As an Australian, I have always equated ice cream with summer. There’s nothing better than eating an ice cold Magnum in forty degree heat (Celsius, that is). And so when I would hear about people eating ice cream in the dead of winter (such as during the Ice Festival in Harbin, China) I would shudder at the thought. How could you eat something that cold when it’s below the temperature of your ice cream outside?
The purpose of ice creams after all, in my mind, was to cool you down. And wasn’t that the last thing on your mind in sub-zero?
But I never gave the subject too much thought until my recent visit to Helsinki, Finland.
It all started when I came across this store…
Yup, there’s an actual shop in Helsinki where you can go inside and watch them make a Magnum to your specifications. You say what type of chocolate your Magnum is dipped into (white, milk, or dark) and then choose three toppings from the sixteen options. After that you choose the type of chocolate that is drizzled over it and then you’re given the ice cream right there and then in a little tray to enjoy. You can see my personal creation at the beginning of this post.
As much as I loved so many things about my time in Helsinki, this was one of the highlights of my trip. I’ve been a Magnum tragic for so long that to actually make my own blew my mind.
Helsinki isn’t the only place where you can find one of these stores. Search for “Magnum Pleasure Store” in your country and see what comes up. (Sounds dodgy, I know, but Google tells me that’s what they’re called.)
Anyway, allow me to return to the point of this post. A little later in my visit to Helsinki (while I was still dreaming of the custom Magnum experience) I got talking with an American visitor and she described the Finns as “obsessed with ice cream.” Which got us talking about why it was that cold countries seemed to love ice cream so much when we always equated it with hot countries.
It took our Millennial brains a little while to come around to the perfectly logical conclusion.
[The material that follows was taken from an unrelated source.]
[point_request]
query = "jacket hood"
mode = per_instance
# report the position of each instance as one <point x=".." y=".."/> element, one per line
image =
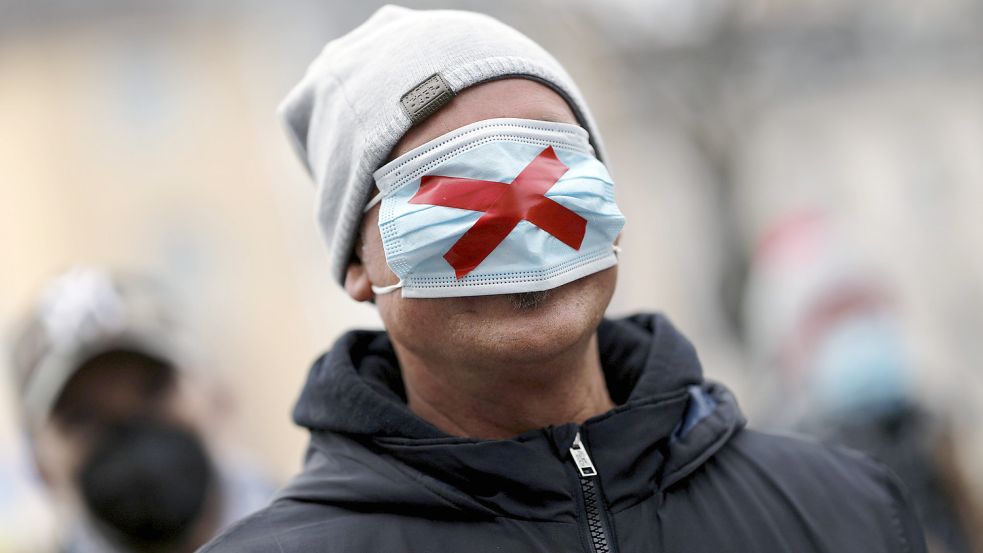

Ice cream was a thing long before refrigerators. And in pre-refrigerator times the only place you could have an ice cream was in a cold country in the dead of winter.
Yeah, duh. Took me an embarrassingly long time to realise that, but then I do come from Australia and have only seen snow a couple of times in my whole life, so cut me some slack. 🙂
Once my brain clicked into that gear, I suddenly remembered reading one of the Little House on the Prairie books (I think it was in one of those, 1880’s Girl will correct me if I’m wrong) where she was snowed in and she was able to open a window, scoop up some snow, and make ice cream by hand. Ah, those were the days. What would Laura Ingalls Wilder have made of a Magnum Pleasure Store?
So it turns out that ice cream was not invented to cool down those of us who live in the baking heat (who knew?) but have simply come to fill that role thanks to the advent of refrigeration. Cold countries were on to the creamy goodness long before we desert dwellers were. (Or should that be dessert dwellers, as I could happily live in ice cream land. Couldn’t you?)